Dans les détails, le Hezbollah a lancé le 28 mars dernier une vaste offensive contre les forces de l’armée d’occupation qui progressaient au Sud-Liban, utilisant un feu nourri de missiles et d’obus de mortier.
Selon la Chaîne 12, l’attaque a causé la mort d’un parachutiste et trois blessés graves.
La chaîne souligne que les critiques au sein de l’armée se concentrent sur le fait qu’après l’assaut, « au lieu de stabiliser la situation ou de mener à bien la mission, le haut commandement a décidé d’un retrait rapide vers l’arrière, ordonnant l’abandon de plusieurs engins de génie militaire sur le champ de bataille ».
D’après la chaîne, de hauts responsables de l’armée d’occupation ont qualifié cette décision d’« échec moral et de commandement », affirmant qu’un tel événement « n’aurait pas dû conduire à une retraite paniquée ».
Peu après le retrait des troupes, des membres du Hezbollah ont atteint les engins abandonnés et les ont piégés afin de frapper les forces lors d’un éventuel retour. L’armée ennemie a découvert l’opération et a pris la décision exceptionnelle de détruire ses propres véhicules.
Des sources de haut rang au sein de l’armée israélienne admettent à la « Chaîne 12 » qu’il s’agit d’un incident grave relevant d’un double échec, à la fois de commandement et opérationnel. Elles estiment que les critiques ne visent pas seulement les modalités du retrait, mais également les « décisions prises qui ont aggravé la situation et offert à la partie adverse une victoire morale ».

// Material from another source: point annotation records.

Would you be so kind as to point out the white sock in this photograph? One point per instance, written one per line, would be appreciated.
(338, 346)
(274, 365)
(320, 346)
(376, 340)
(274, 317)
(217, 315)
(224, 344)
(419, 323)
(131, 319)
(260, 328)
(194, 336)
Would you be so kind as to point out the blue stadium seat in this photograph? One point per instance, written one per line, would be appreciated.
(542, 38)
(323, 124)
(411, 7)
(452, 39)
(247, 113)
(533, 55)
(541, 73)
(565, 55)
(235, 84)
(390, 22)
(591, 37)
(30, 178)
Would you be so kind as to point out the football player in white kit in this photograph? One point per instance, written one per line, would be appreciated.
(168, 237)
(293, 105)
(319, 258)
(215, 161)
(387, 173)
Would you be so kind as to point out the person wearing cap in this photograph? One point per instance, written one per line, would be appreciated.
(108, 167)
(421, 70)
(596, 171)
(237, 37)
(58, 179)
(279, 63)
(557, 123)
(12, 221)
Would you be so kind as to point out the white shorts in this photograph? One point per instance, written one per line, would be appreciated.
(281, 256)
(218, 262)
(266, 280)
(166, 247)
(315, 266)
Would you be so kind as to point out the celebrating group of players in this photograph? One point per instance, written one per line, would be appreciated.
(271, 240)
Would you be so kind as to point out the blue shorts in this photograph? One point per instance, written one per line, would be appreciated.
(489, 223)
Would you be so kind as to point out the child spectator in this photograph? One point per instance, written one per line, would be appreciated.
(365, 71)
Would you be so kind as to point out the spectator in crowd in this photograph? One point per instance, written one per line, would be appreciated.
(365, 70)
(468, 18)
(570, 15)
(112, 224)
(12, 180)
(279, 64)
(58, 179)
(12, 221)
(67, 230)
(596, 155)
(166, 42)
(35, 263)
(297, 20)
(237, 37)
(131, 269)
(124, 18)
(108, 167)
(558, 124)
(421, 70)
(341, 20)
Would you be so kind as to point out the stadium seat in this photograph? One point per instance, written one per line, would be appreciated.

La source a ajouté que l’abandon d’équipements de génie militaire en zone hostile est considéré comme un événement extrêmement exceptionnel, d’autant plus que ce matériel est susceptible de servir à l’ennemi.
L’armée d’occupation affirme qu’une enquête approfondie a été ouverte pour examiner la chronologie des faits, y compris le processus de prise de décision sous le feu. Toutefois, selon l’enquête de la « Chaîne 12 », il n’est pas certain qu’une telle procédure ait réellement été lancée au-delà d’un simple examen rapide.